Junko Kimura-Matsumoto/Bloomberg

Just five years ago, "ridesharing" meant something utterly benign. If you've got three people in one car, literally sharing a ride to work – that's ridesharing. One guy owns the car. He picks up the other two on his way to the office. Maybe they split gas money, or alternate driving days, or take turns bringing the coffee. Their arrangement is perhaps more flexible than the old-fashioned "carpool." But, in short, they're all heading the same way, so they might as well get there together.

Transportation planners love this kind of ridesharing because it's efficiency in motion. In the U.S., about 76 percent of commuters drive to work alone, which means that 76 percent of us pull onto the street most days with at least three perfectly good but empty seats. If more of us would simply pile into cars together – on our way to work, or school, or wherever – we could reduce congestion, emissions, even the need for parking. And what's not to like about that?

Technology has made it increasingly possible to do this with total strangers, vastly expanding the network of people with whom we might share unused car capacity. But the arrival of new technology has also meant that "ridesharing" has evolved into new forms: Sidecar and Lyft enable people to make money driving strangers to places they may never have been planning to go themselves. UberX has pushed the concept even further in the direction of a pseudo-taxi service. RelayRides, on the related "carsharing" front, lets you hand over your entire vehicle to a stranger, as if it were a rental.
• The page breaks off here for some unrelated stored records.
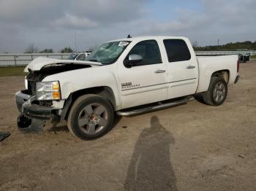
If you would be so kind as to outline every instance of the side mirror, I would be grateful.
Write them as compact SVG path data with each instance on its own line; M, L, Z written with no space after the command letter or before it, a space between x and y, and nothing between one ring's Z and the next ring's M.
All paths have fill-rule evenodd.
M124 64L127 68L131 68L132 66L136 66L136 63L142 61L143 58L140 55L129 55L128 59L124 60Z

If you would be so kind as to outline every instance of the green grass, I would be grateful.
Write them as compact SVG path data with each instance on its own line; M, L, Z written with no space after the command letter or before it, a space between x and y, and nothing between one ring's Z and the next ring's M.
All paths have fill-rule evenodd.
M0 77L25 76L24 66L0 66Z

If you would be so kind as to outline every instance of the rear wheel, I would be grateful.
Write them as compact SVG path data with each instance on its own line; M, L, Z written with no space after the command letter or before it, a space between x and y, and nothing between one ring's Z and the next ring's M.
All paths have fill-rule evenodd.
M217 77L211 78L208 91L202 93L203 101L211 106L222 104L227 95L227 82L222 78Z
M112 126L113 109L108 101L97 95L78 98L67 120L69 130L81 139L97 139Z

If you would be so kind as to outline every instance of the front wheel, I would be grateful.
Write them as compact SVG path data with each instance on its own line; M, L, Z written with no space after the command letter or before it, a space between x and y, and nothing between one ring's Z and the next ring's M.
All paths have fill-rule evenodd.
M208 91L202 93L203 101L211 106L222 104L227 95L227 82L222 78L217 77L211 78Z
M113 116L108 101L97 95L85 95L72 106L67 126L72 134L81 139L97 139L111 127Z

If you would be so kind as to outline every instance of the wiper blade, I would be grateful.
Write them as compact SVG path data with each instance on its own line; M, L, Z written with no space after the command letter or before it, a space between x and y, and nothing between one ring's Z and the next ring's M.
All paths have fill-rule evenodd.
M98 62L98 60L97 60L97 59L91 59L91 60L89 60L89 61L91 61L91 62Z

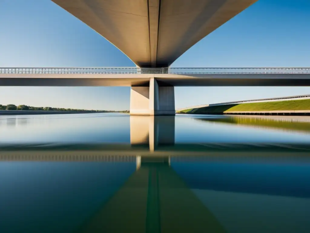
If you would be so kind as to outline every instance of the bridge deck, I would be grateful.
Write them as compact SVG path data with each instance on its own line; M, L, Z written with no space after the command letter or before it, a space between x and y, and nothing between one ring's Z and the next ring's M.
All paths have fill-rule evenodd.
M147 85L151 78L174 86L308 86L308 74L3 74L0 86L131 86Z

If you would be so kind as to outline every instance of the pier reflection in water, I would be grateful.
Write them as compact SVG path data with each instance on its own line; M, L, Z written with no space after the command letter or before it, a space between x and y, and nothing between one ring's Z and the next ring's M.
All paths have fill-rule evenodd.
M50 138L45 143L32 140L2 144L0 231L310 231L310 139L306 131L266 128L284 136L262 143L260 131L249 128L257 134L256 143L253 139L251 143L240 142L249 133L246 130L236 131L239 140L228 143L219 139L213 127L231 126L228 131L236 131L239 125L229 121L234 118L118 117L111 121L121 124L128 136L118 134L117 126L107 125L108 133L113 129L116 132L113 138L121 136L113 143L105 136L81 143L77 135L62 143ZM215 121L217 118L225 120ZM89 118L88 127L95 129L90 122L95 121L101 127L100 119ZM14 129L24 129L33 121L28 119L26 124ZM252 127L244 121L246 129ZM130 127L123 127L123 121ZM196 133L199 138L193 141L182 136L184 122L192 126L188 135ZM27 135L25 131L19 132ZM87 130L85 135L91 137Z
Suddenly the picture has become much more complicated: How does the insurance work? Who pays taxes on ridesharing income? How do you regulate these new models that more closely resemble cab service than our company man driving his neighbors to work? All of these questions bring us to Seattle, where the city council voted on Monday night to adopt  unprecedented new rules regulating so-called "ridesharing" services like Sidecar, Lyft and UberX.

Under the new plan, each company will be required to cap the number of drivers on the road in Seattle at any given time at 150. From afar, this looks slightly bewildering: Why would any city want to limit the number of drivers who can give rides in their private cars to strangers?
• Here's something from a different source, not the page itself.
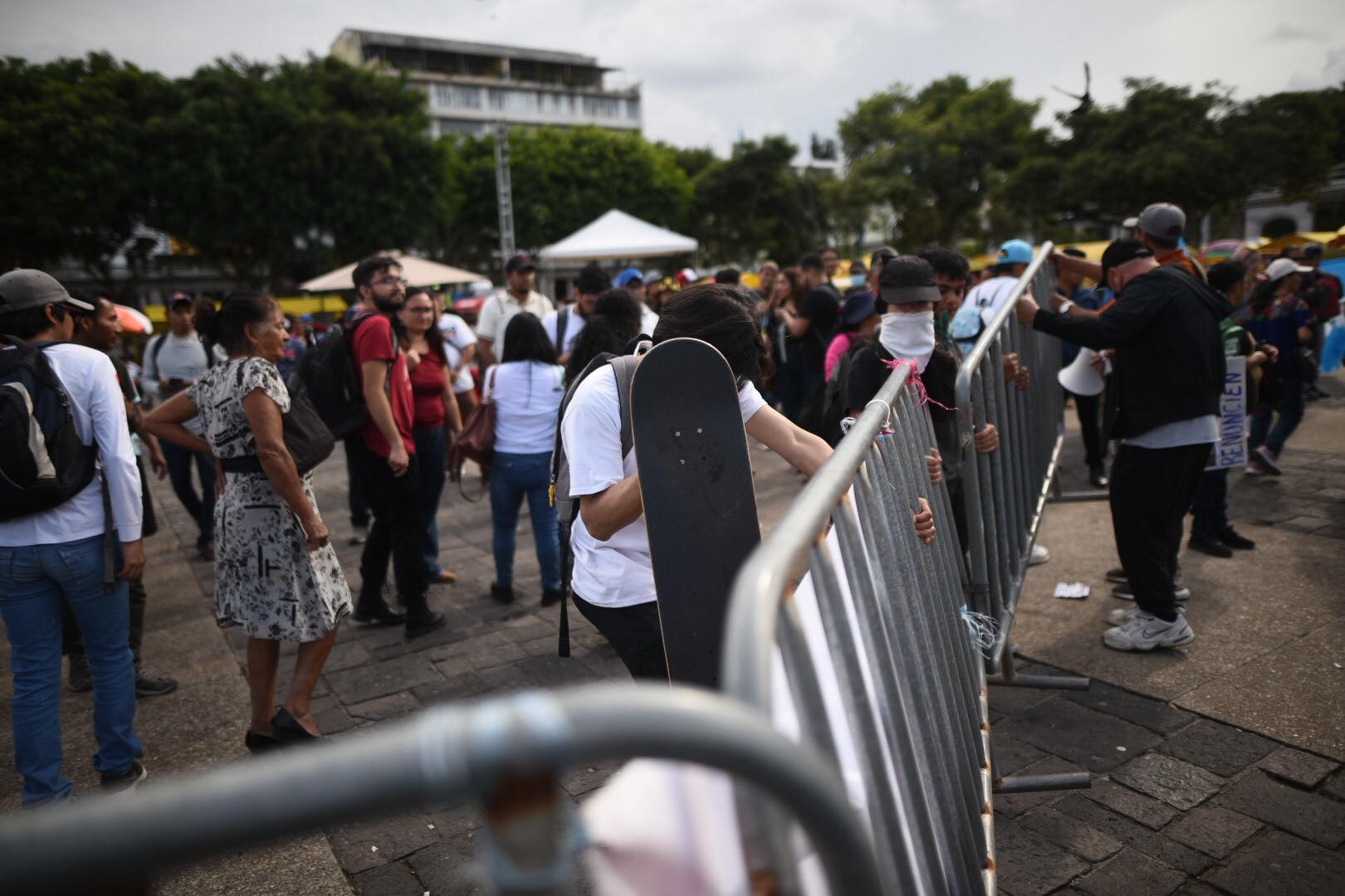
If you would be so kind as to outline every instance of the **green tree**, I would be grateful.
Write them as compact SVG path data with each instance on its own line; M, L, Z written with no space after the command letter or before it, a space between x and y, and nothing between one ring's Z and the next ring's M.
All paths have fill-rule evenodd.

Setting aside the wisdom of this policy, here's why Seattle is doing it: First off, the city is targeting a kind of "ridesharing" that strays from the original definition of the word in some crucial ways. Sidecar, Lyft and UberX arguably provide a benefit to society, creating viable alternatives to car ownership (for the riders) and new means of part-time income (for the drivers). But these services aren't as innocuous as traditional ridesharing. And unlike the guy who drives his neighbors to work, the guy who uses an app to find paying passengers across town on their way to work probably needs some regulation.

Secondly, while Sidecar, Lyft and Uber are all very unhappy today, Seattle's taxi industry is elated. Cab drivers view ridesharing apps as direct (and unfair) competition. And they have a point: Why should they have to pay for expensive cab licenses and comply with strict regulation when anyone with a car can download an app and offer an awfully similar service? The new regulation makes little sense if you're a Lyft driver in Seattle. But it makes perfect sense from the standpoint of taxi drivers who already operate in a marketplace that's limited by the city.
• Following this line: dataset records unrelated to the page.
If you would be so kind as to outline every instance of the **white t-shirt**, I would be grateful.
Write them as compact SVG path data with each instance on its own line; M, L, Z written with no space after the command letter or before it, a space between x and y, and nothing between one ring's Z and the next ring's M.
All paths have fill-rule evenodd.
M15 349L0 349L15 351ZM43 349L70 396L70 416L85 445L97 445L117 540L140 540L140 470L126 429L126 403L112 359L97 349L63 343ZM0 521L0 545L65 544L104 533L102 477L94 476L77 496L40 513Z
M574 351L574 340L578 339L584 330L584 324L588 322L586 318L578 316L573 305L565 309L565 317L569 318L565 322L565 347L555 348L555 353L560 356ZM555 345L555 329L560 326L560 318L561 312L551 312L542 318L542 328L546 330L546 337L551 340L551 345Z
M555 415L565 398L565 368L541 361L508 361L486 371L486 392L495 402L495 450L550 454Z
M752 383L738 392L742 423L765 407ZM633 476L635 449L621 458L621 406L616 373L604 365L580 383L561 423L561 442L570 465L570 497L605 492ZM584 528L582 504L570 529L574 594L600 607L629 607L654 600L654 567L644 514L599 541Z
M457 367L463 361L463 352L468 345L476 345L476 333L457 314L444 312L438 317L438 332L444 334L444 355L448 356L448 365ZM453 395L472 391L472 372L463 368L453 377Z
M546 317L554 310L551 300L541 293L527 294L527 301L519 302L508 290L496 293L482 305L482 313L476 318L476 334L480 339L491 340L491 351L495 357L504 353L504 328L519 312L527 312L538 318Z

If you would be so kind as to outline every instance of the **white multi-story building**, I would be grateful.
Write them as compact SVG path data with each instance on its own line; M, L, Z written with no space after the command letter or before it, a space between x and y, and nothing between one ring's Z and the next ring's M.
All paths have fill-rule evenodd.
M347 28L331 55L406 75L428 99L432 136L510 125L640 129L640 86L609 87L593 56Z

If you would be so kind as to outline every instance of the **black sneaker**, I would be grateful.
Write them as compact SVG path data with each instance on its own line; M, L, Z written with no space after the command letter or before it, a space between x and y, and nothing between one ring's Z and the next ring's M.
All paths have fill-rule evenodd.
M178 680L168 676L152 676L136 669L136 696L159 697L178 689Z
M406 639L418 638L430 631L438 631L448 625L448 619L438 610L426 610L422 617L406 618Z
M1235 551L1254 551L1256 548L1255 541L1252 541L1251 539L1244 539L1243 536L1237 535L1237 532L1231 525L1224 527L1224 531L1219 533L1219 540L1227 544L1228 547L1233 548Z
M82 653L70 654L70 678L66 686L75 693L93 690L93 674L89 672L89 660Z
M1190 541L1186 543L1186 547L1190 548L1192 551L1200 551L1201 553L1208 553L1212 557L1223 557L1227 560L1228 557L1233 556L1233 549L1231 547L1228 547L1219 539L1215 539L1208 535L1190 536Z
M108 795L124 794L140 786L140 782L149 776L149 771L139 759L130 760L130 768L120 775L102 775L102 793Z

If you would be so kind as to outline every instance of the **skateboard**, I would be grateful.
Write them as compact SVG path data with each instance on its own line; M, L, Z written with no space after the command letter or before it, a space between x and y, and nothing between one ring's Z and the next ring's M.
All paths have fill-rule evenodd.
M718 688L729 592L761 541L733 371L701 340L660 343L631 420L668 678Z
Outside of Seattle, the bigger question isn't why the city is doing this, but whether this approach to regulating peer-to-peer transportation services makes sense. Local governments all over the country are wrestling right now with how to handle these companies. Seattle just happens to be one of the first to dive in. Other provisions of the new regulation there – requiring companies to provide commercial insurance, for instance – are smart policy. But the driver cap seems less so. The number is arbitrary. It's not clear how Seattle will police it. And cities need to strike a number of delicate balances here: between innovation and out-dated regulation; between companies that have been playing by old rules, and startups that need new ones; between the interests of consumers and those of incumbents like taxi drivers.

The best solution will no doubt look much more nuanced than a cap on Uber drivers.